24. Ponto de Ruptura

35 8 102
                                    

Três dormidas após minha primeira reunião com os Gladiadores — sim, somos todos meio nerds — o plano estava começando a ganhar forma, de modo que eu já consigo andar pelos corredores recebendo olhares fuzilantes que dizem "estamos com você".

Quando eu disse que meu poder de carisma e persuasão eram altos, eu não estava brincando. Eu me tornei uma celebridade entre os filhos de lume da Concentração só por ter proposto o óbvio (?). Como assim eles nunca pensaram em fugir antes? Ah, é, talvez tenham sido instruídos a isso. Mas será que a magia de controle dos objetos portadores das almas se expande de maneira tão ampla assim? É até difícil teorizar sobre um poder tão desconhecido.

Nos momentos em que estou em minha jaula branca, deitada sobre a cama rígida, analisando a escuridão acima dos meus olhos, é impossível conter os questionamentos que insistem em borbulhar em minha mente.

"Será que eles me deram alguma ordem desde que cheguei aqui? Será que eles têm controlado meus passos? Ou me dado ordens enquanto estou dormindo?"

É estranho, porque eu me sinto exatamente a mesma. Idêntica. Sou uma filha de lume há vinte anos, por isso nunca me senti diferente. Como poderia? Meus atos têm sido controlados todo esse tempo. Eu nem mesmo sei o que é me sentir diferente disso que estou sentindo. Pergunto-me como deve ser ter a chance de sentir o real poder de liberdade percorrer por minhas veias...

Sei lá. Talvez seja delírio pensar que há vida após essa prisão. Não fisicamente falando, porque óbvio que o mundo continua o mesmo lá fora, com ou sem mim. Eu me refiro ao sentir emocional. A sensação inescrupulosa de saber que sou livre. E que ninguém pode ditar meus passos além de mim. Era assim que eu costumava me sentir. Agora não mais.

Despretensiosamente, lembro do desejo que Mavetorã me deve. Eu poderia pedir pela liberdade dos filhos de lume, mas isso não impediria que fossemos caçados pelo nosso sangue mágico. Assim como se eu pedisse para que nosso sangue perdesse suas propriedades mágicas, nada impediria que eles encontrassem outro uso para nós, já que continuariam podendo nos controlar.

Droga, Mavetorã!

Um desejo? Somente um? Que merreca. Quem muda o mundo com apenas uma única oportunidade? Eu preciso de no mínimo uns vinte, para combinar com a minha idade. Um pedido para cada idade.
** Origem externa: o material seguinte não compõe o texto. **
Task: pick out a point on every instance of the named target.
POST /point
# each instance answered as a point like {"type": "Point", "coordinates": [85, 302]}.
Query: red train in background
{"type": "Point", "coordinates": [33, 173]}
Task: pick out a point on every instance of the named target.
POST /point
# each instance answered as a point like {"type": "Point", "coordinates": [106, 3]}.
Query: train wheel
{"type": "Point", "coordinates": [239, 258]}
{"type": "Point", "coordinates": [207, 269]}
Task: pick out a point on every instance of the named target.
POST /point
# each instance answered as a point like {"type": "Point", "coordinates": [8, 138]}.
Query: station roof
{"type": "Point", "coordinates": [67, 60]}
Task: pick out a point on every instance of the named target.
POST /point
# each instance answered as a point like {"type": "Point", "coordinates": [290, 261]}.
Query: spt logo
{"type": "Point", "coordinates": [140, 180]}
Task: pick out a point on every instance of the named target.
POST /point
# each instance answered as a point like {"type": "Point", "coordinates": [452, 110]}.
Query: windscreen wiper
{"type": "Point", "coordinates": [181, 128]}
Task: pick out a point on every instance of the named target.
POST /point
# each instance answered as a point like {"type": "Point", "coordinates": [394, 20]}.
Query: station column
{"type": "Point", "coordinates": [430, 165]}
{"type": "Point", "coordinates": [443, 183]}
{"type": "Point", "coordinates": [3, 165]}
Está tudo escuro, estou com sono, mas nem mesmo sei se é noite. Eles podem claramente estar manipulando nossos horários. Preciso de paz. De liberdade. Mas, pelo que parece, só vou conseguir essas duas coisas quando eu dormir. Porque dormindo eu não lembro da realidade assombrosa à qual estou submersa. A menos, é claro, que meus pesadelos me lembrem. Torço para que não.

Não posso errar!

Quando acordo de manhã, me espreguiço, incomodada com uma rigidez estranha em meu pescoço. Credo, dormi muito mal, como se algo estivesse embaixo do meu travesseiro... Há algo embaixo do meu travesseiro.

Meu Deus, ela conseguiu! Mavetorã conseguiu enviar minha adaga diretamente para mim, e a fez aparecer em um lugar seguro. O travesseiro que eles me deram é tão vagabundo que qualquer um conseguiria sentir a presença de algo embaixo, principalmente um item rígido e afiado como a minha adaga de estimação, que eu nunca pensei que fosse cogitar usar.

Mas, por ora, preciso ser cautelosa. Encontrar um lugar para mantê-la segura. Mavetorã fez sua parte, agora eu preciso fazer a minha.

Levanto o lençol estrategicamente, para que as câmeras não me vejam colocar a adaga dentro das calças. Arrasto-me até o banheiro, onde esses amadores não colocaram câmeras — agradeço por isso.

Guardo a adaga dentro da caixa de descarga, onde imagino que eles não checarão. O local é bem pensado, pois não acho que eles vão revirar essa parte do banheiro. Minha cama e o lixeiro, tudo bem. Mas a caixa da descarga? Improvável, a não ser que eles estejam muito desconfiados de alguma coisa, o que, suponho eu, não é o caso.